1 ERE ADHESION  SAISON 2021
Thierry JAMIN a la fibre
 
Thierry JAMIN a la fibre02-03-2021

Thierry JAMIN a la fibre

 ... synthétique ! 

Dans une période qui voit notre club renouveler et enrichir son lot de perches, Thierry, coach référent des Benjamins du CA BALMA, nous gratifie d'un de ses nombreux textes dans lesquels érudition rime avec passion et humour avec calembour.

Texte de Thierry JAMIN

Fibre sainte éthique vous avez dit

Les athlètes vivent avec les progrès de la science et notamment de la chimie ce qui leur permet de profiter des dernières avancées les plus notables. Nous ne parlerons pas ou si peu de la fibre patriotique qui a peu de rapport avec la technologie encore que...
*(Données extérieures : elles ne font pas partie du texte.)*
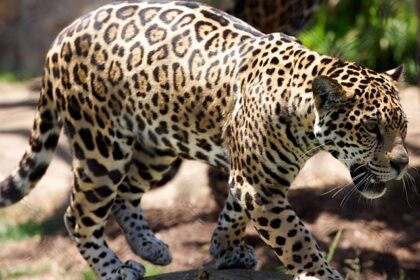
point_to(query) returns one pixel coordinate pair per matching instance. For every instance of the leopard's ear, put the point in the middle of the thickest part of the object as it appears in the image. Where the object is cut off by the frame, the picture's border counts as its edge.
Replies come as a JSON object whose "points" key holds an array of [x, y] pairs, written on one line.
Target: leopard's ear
{"points": [[396, 73], [327, 93]]}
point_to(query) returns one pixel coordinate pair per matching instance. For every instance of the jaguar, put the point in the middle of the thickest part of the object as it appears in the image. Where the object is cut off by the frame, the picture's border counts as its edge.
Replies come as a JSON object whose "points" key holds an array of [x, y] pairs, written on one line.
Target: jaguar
{"points": [[138, 85]]}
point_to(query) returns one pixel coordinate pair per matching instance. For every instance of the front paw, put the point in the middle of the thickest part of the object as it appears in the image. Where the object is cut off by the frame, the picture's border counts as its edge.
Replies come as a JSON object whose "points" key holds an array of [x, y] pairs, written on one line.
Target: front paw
{"points": [[241, 256], [130, 270], [323, 274]]}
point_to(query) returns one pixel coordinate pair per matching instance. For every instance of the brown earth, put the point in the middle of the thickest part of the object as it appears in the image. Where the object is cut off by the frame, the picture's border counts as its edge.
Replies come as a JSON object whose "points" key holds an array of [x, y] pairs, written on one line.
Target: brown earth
{"points": [[380, 239]]}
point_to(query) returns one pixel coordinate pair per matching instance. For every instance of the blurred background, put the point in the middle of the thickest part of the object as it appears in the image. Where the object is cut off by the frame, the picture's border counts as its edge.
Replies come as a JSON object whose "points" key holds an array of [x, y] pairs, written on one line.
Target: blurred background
{"points": [[375, 239]]}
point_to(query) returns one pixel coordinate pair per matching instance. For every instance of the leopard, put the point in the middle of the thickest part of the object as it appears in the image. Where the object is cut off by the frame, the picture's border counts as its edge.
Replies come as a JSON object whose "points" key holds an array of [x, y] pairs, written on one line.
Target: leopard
{"points": [[137, 85]]}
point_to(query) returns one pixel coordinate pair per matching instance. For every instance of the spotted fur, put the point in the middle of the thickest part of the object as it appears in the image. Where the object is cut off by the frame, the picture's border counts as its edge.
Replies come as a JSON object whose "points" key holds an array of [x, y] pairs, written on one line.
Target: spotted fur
{"points": [[138, 85]]}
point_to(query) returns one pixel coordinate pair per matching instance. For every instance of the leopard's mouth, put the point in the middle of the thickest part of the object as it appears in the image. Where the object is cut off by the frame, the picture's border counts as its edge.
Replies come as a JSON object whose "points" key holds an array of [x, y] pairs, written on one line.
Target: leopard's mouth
{"points": [[366, 182]]}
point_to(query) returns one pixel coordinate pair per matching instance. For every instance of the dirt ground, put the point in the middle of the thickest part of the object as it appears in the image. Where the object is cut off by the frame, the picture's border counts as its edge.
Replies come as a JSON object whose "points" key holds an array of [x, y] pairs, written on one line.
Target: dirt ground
{"points": [[380, 239]]}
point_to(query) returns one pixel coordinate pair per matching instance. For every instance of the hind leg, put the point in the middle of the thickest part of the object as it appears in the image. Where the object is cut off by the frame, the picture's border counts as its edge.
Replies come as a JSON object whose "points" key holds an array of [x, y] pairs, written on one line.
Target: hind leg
{"points": [[147, 169], [96, 179]]}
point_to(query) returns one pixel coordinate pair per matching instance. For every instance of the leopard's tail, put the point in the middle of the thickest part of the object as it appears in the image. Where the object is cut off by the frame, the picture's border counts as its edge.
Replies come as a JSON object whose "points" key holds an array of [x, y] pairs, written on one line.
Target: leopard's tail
{"points": [[42, 143]]}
Oh certes l'histoire et la mémoire nous rappellent la mise au point, parmi les premières fibres synthétiques, du Nylon, au moment de la seconde guerre mondiale, par du pont de Nemours et la confection de bas moins sensible que la soie à l'effilochage et qui fit le succès des GI après le débarquement auprès des populations féminines.

Ca changeait de s'être teint les jambes aux marc de café et d'avoir tracé la couture du bas sur le mollet au fusain.

La rayonne allait suivre, la viscose et bien d'autres basées sur des polymères de plus en plus technique, résistant pour la mise en œuvre de vêtements adaptés à la pratique sportive.

Les tenues en Lycra sont particulièrement seyantes (et pas saillantes)  car souples et déformables mais aussi élastiques.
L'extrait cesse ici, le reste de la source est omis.